Data is everywhere, and as long as it’s out there, hackers will try to get it. If your company falls victim to a data breach, no matter how large or small, you lose money and customer trust. Data shows the average consolidated total cost of a data breach grew from $3.8 million in 2015 to $4 million in 2016, and the average cost to a business for each lost or stolen record of sensitive and confidential information rose from $154 to $158.

While no data security will ever be 100% hacker-proof, there are ways to spot a scam before disaster strikes. These data security tips will help you protect your reputation and your customers.

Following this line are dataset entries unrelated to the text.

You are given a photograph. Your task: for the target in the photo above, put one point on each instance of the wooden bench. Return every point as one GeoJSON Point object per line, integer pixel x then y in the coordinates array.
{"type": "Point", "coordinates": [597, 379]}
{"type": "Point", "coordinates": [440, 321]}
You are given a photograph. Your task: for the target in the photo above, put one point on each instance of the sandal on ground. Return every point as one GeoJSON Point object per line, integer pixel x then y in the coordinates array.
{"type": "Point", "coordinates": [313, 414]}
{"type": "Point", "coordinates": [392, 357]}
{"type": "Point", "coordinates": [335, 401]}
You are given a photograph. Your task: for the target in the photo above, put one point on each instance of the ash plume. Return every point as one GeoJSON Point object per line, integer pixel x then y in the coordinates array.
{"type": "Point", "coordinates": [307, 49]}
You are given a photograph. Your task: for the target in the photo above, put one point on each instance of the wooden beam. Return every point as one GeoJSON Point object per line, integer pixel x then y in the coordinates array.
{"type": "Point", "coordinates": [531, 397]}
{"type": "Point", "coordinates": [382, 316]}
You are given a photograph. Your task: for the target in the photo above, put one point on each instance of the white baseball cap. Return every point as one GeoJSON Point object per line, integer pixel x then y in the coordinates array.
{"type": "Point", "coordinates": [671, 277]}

Teach Employees Signs to Look For

Show everyone phishing emails look like, and to avoid opening suspicious emails. Run some mock phishing attacks of your own against your employees to see how well they are equipped to respond, and test the management team to see how well they’re enforcing the policies. Any email attachments should be scanned through your email’s virus scanner before they are downloaded. Links should be double checked before clicking. Teach employees to hover over the link and look closely at the URL to make sure the URL matches the proposed destination.

Set a Company-Wide Policy

Talk with your IT team or meet with security consultants to help you develop a company-wide policy on how to use the computer systems. Include what’s acceptable and what’s not, such as rules about when and how to respond to an email that looks suspicious. Outline social media usage expectations, as someone, somewhere, will have to maintain your corporate social media accounts. Leaving the websites accessible at work also opens the door to personal social media use, which could put company data at risk. Set protocols about how often employees are required to change passwords, and make sure they know how to set good, secure, passwords that they can still remember.

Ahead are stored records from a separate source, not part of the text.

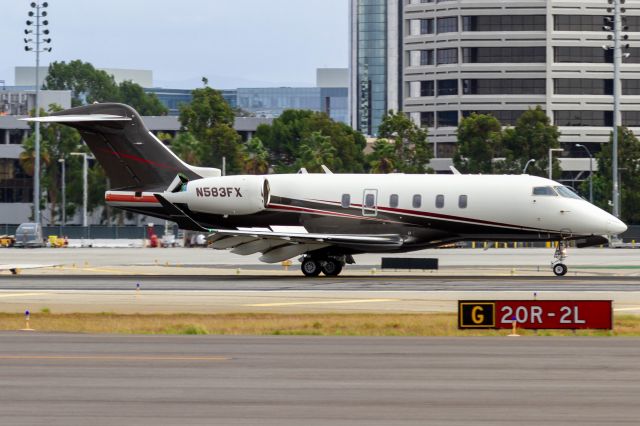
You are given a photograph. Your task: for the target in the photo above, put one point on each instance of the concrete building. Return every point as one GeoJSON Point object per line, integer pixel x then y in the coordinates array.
{"type": "Point", "coordinates": [503, 57]}
{"type": "Point", "coordinates": [16, 100]}
{"type": "Point", "coordinates": [376, 62]}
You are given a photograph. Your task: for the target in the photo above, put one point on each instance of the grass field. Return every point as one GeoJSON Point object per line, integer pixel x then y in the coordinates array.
{"type": "Point", "coordinates": [282, 324]}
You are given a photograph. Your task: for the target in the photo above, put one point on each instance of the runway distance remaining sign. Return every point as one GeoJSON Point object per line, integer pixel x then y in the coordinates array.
{"type": "Point", "coordinates": [536, 314]}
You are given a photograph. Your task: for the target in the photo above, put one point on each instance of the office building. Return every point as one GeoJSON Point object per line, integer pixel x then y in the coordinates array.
{"type": "Point", "coordinates": [376, 62]}
{"type": "Point", "coordinates": [503, 57]}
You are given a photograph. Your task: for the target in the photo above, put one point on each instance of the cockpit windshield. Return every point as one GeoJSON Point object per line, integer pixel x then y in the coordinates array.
{"type": "Point", "coordinates": [544, 190]}
{"type": "Point", "coordinates": [567, 192]}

Implement a High-Quality SPAM Filter

Spam inundates mailboxes all over the world, and no matter what you do, you’re never going to stop it. In the first quarter of 2016, there was a sharp increase in email antivirus detections: more than 22 million, and that’s for a single antivirus solution. This number is four times higher than the first quarter of 2015. Many phishing scams start with emails that most SPAM filters will catch. However, even the highest quality filters may block out legitimate emails, so be sure to check them regularly.

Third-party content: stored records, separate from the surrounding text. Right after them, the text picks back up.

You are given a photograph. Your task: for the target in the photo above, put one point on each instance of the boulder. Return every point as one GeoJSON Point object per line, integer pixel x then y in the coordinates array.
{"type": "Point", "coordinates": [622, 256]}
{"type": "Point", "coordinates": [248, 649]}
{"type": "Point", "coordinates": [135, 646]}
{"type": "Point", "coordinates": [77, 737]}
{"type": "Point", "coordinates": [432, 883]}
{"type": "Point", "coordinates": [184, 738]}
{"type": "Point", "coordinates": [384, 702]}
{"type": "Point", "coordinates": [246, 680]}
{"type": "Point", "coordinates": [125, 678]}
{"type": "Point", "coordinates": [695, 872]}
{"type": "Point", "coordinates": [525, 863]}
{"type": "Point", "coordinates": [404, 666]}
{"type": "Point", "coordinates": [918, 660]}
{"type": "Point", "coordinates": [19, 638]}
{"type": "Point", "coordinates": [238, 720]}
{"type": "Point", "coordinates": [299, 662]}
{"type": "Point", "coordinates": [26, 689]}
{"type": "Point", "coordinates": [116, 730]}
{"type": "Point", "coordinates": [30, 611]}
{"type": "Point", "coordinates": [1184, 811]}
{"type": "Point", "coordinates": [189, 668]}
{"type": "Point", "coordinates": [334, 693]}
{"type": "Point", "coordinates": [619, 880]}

Keep Your Systems Up-to-Date

Software is updated often to catch security holes that make it easier for hackers to get in. The longer you go between updates to cover those holes, the higher the risk of falling susceptible to a data breach. The easiest way to do to this is to set all computers in your office to run automatic updates, and require anyone who’s telecommuting to do the same.

Run Anti-Virus Software

No anti-virus software is perfect, but something is better than nothing. As with other software, allow it to update regularly to get new virus definitions. Run regular virus scans to ensure that no malicious files were inadvertently downloaded to your system.

Use Two-Factor Authentication

Two-factor authentication requires a second-step to successfully login, if an employee’s credentials are ever compromised. For instance, when a new-sign in happens, a code is sent to the employee via text message or phone call, and that code is required to be correct before allowing access to the account.

Scams are all over the Internet, and anyone who doesn’t know what to look for could easily put your data at risk. Teaching employees is a critical step, but without other security measures in place to act as additional protection, your data will always be at risk.